Updated: 11 hours ago

Frost oder Fieber? Mit Jo Diercks messe ich die aktuelle Temperatur der Community und horche, wie auf der HR Edge über Technologie gesprochen wurde.



Joachim "Jo" Diercks

Gründer und Geschäftsführer von Cyquest, Blogger, Buchautor und Veranstalter der HR Edge in Hamburg.


Seine Freunde nennen ihn nur Jo, die anderen aber meines Wissens auch. Ein Gespräch mit ihm schweift schnell ins Philosophische, Psychologische und Persönliche ab, da muss man als Interiewer auf alles gefasst sein.


Heute mal aus der Reihe: Von wem man lange nicht gehört hat! Kleiner Scherz. Von Jo hört man eigentlich ständig. Doch das soll nichts Schlechtes heißen!

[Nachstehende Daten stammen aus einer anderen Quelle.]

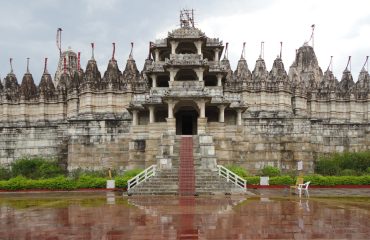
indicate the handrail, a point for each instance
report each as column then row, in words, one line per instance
column 232, row 177
column 141, row 177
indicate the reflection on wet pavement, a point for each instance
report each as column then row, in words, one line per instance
column 111, row 216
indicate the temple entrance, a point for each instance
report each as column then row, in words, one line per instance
column 186, row 122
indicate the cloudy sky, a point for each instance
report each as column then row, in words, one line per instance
column 28, row 29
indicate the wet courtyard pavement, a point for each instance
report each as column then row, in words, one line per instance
column 270, row 214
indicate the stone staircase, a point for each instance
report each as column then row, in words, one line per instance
column 186, row 169
column 186, row 166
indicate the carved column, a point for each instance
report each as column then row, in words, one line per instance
column 151, row 114
column 154, row 80
column 219, row 79
column 217, row 52
column 173, row 72
column 135, row 119
column 198, row 45
column 156, row 55
column 199, row 73
column 221, row 114
column 239, row 117
column 174, row 45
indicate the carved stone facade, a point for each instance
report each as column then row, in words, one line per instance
column 129, row 119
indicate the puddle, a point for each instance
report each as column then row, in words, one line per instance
column 111, row 216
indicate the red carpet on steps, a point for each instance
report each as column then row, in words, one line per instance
column 186, row 168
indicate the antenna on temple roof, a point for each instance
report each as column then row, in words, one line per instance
column 151, row 44
column 65, row 65
column 59, row 40
column 46, row 65
column 226, row 55
column 11, row 65
column 366, row 63
column 92, row 50
column 132, row 48
column 78, row 61
column 262, row 51
column 243, row 51
column 312, row 38
column 187, row 18
column 114, row 50
column 330, row 67
column 28, row 65
column 281, row 50
column 349, row 64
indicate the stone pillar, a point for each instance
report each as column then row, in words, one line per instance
column 174, row 45
column 156, row 55
column 154, row 80
column 202, row 107
column 198, row 45
column 199, row 73
column 151, row 114
column 219, row 79
column 217, row 52
column 239, row 117
column 221, row 114
column 170, row 109
column 173, row 72
column 135, row 119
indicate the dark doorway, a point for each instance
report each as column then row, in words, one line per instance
column 186, row 122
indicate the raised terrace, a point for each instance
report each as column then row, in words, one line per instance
column 124, row 119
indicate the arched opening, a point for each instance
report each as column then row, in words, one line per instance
column 186, row 48
column 212, row 113
column 230, row 117
column 186, row 75
column 162, row 80
column 210, row 80
column 186, row 114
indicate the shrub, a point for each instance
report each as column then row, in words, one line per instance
column 253, row 179
column 5, row 173
column 348, row 172
column 334, row 164
column 22, row 183
column 270, row 171
column 281, row 180
column 36, row 168
column 327, row 167
column 91, row 182
column 242, row 172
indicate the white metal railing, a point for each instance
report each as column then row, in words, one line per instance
column 141, row 177
column 232, row 177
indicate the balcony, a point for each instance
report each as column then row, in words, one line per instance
column 213, row 42
column 216, row 67
column 186, row 60
column 155, row 67
column 160, row 43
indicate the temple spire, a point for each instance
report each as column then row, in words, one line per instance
column 262, row 50
column 330, row 66
column 114, row 50
column 348, row 64
column 28, row 65
column 226, row 55
column 46, row 66
column 78, row 61
column 243, row 51
column 281, row 50
column 92, row 51
column 131, row 52
column 11, row 65
column 366, row 64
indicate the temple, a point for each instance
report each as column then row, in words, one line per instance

Im Gegenteil, von Jo höre ich ganz gern, denn er gehört zu denen, die ihre eigene Stimme haben, unbestechlich und originell. Und das seit so vielen Jahren, dass ich es aus Höflichkeit nicht genauer nachrechnen möchte.


Jetzt aber Schluss mit den Komplimenten, schließlich sind wir mittlerweile ausgenüchtert, was nach der HR Edge in Hamburg naturgemäß etwas dauern kann.


An einem der ersten schönen Frühlingstage tauten bei dem etablierten HR-Familientreffen mal wieder die introvertiertesten Gäste binnen Minuten auf, nicht nur wegen der Cocktails, und im Überschwang versprach ich Jo ein Interview zur Lage der Recruiting-Community. Hier ist es, mit Bildern vom Event:


Julian: Kaum vorstellbar, dass dich jemand noch nicht kennt, aber vielleicht ist ja Nachwuchs anwesend. Stell dich doch lieber nochmal vor.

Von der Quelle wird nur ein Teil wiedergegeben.